From somewhere far below, there arose a cry—a wild, ragged wail, like that of a terrorised child who will not be comforted or consoled. The sound grew until it assaulted heaven with its insistence. Unable to ignore it, he sailed out over the valley to see what could cause such anguish. Scanning the ground far below, a movement on the margin of the forest caught his eye. He circled lower for a closer look: hunters. They had dogs with them and were armed with lances and swords. That they should violate the sanctity of his realm angered Bran, and he determined to drive them away.
He swooped down, ready to defend his woodland kingdom, only to realise, too late, that it was himself they were hunting.
He plummeted instantly to earth, landing on the path some little way ahead of the invading men. The sharp-sighted dogs saw him and howled to be released. As Bran gathered himself to flee, the hunters loosed the hounds.
Bran ran into the forest, found a dark nook beneath a rock, and crawled in to hide. But the dogs had got his scent, and they came running, baying for his blood . . .
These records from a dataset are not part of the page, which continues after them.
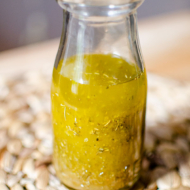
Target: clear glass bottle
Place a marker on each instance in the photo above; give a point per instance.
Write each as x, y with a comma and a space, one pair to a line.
99, 96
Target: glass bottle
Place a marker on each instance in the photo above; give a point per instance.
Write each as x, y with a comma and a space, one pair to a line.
99, 96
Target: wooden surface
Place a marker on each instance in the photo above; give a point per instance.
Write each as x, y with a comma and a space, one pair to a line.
165, 43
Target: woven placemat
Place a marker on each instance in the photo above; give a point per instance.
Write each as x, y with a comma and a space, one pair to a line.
26, 135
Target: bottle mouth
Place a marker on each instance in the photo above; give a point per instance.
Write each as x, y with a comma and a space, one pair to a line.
100, 8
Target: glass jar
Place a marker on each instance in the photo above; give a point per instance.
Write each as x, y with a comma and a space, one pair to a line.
98, 96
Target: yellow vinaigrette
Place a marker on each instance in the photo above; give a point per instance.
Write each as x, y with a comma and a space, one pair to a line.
98, 108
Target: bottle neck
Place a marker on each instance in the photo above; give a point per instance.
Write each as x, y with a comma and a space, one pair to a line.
91, 8
115, 35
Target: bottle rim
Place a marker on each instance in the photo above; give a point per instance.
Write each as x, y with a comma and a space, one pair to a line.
93, 8
100, 2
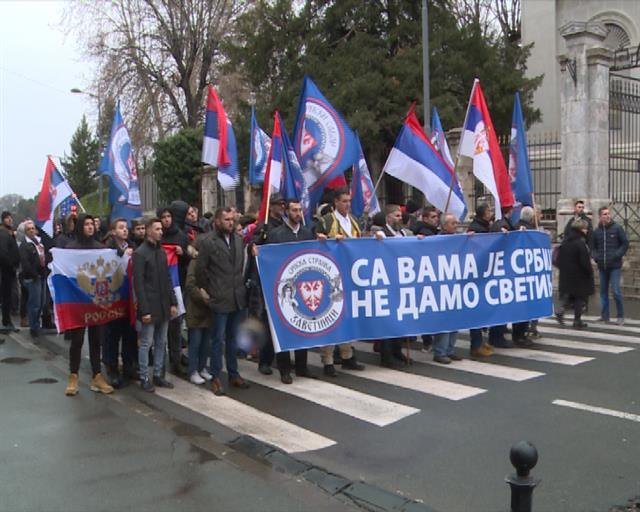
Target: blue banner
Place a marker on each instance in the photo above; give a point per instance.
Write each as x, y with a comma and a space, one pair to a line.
323, 293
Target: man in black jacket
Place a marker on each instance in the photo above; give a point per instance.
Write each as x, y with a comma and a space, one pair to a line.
220, 271
291, 230
84, 239
33, 262
156, 304
610, 243
9, 261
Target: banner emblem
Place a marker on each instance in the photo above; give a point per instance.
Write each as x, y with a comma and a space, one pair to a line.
317, 280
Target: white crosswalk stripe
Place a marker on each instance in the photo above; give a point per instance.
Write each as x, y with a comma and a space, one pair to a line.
418, 383
467, 365
582, 345
339, 398
595, 326
245, 419
537, 355
603, 336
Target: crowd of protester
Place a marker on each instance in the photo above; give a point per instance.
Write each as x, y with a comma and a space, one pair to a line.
221, 288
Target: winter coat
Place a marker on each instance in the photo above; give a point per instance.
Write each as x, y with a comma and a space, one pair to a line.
574, 263
198, 310
478, 225
610, 243
152, 283
9, 255
220, 271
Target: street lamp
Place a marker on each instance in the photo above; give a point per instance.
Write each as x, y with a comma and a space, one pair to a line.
76, 90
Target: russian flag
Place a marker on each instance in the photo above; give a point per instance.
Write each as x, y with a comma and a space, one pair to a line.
479, 142
363, 194
55, 189
172, 262
88, 287
219, 145
519, 168
415, 161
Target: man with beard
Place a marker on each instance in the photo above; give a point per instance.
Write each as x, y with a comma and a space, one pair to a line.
220, 272
173, 235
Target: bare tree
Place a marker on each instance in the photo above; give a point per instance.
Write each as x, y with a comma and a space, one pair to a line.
156, 56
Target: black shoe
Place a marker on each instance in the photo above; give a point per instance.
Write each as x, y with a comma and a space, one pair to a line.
147, 385
352, 364
265, 369
330, 370
162, 383
286, 378
305, 373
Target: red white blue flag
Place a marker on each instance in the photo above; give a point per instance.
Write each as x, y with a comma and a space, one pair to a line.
363, 194
219, 145
480, 143
414, 160
55, 189
324, 143
259, 146
88, 287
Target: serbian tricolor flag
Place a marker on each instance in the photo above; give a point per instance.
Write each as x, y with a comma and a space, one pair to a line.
324, 143
172, 262
363, 194
479, 142
55, 189
416, 161
88, 287
219, 144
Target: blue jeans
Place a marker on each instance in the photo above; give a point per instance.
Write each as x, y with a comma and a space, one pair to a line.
34, 302
611, 277
444, 344
154, 333
225, 327
476, 338
199, 341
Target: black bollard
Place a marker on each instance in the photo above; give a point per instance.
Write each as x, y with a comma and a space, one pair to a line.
523, 456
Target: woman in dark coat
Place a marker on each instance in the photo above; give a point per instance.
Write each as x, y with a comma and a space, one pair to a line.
576, 273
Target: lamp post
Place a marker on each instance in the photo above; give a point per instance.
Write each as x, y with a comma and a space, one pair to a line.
76, 90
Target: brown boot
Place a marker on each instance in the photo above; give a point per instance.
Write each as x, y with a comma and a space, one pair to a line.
72, 385
100, 385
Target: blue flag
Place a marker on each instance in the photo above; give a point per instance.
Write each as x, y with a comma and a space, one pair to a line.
258, 151
519, 169
118, 163
293, 184
363, 194
324, 143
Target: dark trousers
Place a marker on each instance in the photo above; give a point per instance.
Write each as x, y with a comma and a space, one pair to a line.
283, 360
174, 340
117, 330
7, 282
96, 333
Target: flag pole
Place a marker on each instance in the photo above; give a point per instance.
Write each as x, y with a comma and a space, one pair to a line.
454, 174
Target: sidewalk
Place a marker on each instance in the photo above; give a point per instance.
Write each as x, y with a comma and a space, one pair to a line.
96, 452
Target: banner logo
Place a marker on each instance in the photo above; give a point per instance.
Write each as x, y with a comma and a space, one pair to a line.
310, 296
101, 280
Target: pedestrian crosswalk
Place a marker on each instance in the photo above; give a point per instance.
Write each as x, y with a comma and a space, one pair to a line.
378, 397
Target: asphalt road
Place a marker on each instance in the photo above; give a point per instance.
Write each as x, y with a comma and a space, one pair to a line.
438, 435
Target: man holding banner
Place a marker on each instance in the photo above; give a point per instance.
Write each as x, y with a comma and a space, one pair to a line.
340, 224
156, 304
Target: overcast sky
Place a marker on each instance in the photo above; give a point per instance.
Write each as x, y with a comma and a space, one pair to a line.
39, 64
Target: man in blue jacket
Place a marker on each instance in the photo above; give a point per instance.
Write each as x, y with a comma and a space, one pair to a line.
610, 244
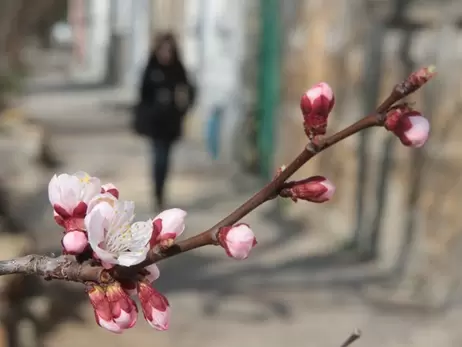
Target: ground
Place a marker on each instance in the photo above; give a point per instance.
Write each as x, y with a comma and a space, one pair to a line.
291, 291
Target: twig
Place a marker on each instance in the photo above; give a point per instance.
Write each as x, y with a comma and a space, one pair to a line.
67, 268
355, 335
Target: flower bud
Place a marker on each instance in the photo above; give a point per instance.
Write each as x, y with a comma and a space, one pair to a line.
123, 308
314, 189
409, 126
237, 240
102, 309
74, 242
129, 287
155, 306
168, 225
111, 189
316, 104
Bran awakened with the sound of barking still echoing through the trees. A soft mist curled amongst the roots of the trees, and dew glistened on the lower leaves and on the grassy path.
The long rising note came again and, close behind, the very beast itself: a lean, long-legged grey hunting hound with clipped ears and a shaggy pelt, bounding with great, galloping strides through the morning fog.
Seizing his bow, Bran nocked an arrow and drew back the string. He was on the point of loosing the missile when a small boy appeared, racing after the dog. Barefoot, dirty-faced, with long, tangled dark hair, the lad appeared to be no more than six or seven years old. He saw Bran the same instant Bran saw him; the boy glimpsed the weapon in Bran’s hands and halted just as Bran’s fingers released the string.
In the same instant a voice cried, “Pull up!”
Distracted by the shout, Bran’s aim faltered, and the arrow went wide; the hound leapt, colliding with Bran and carrying him to the ground. Bran crossed his arms over his neck to protect his throat . . . as the dog licked his face. It took a moment for Bran to understand that he was not being attacked. Taking hold of the dog’s iron-studded collar, he tried to free himself from the beast’s eager attentions, but it stood on his chest, holding him to the ground. “Off!” cried Bran. “Get off!”
“Look at you now,” said Angharad as she came to stand over him. “And is this not how I first found you?”
“I surrender,” Bran told her. “Get him off.”
The old woman gestured to the boy, who came running and pulled the dog away.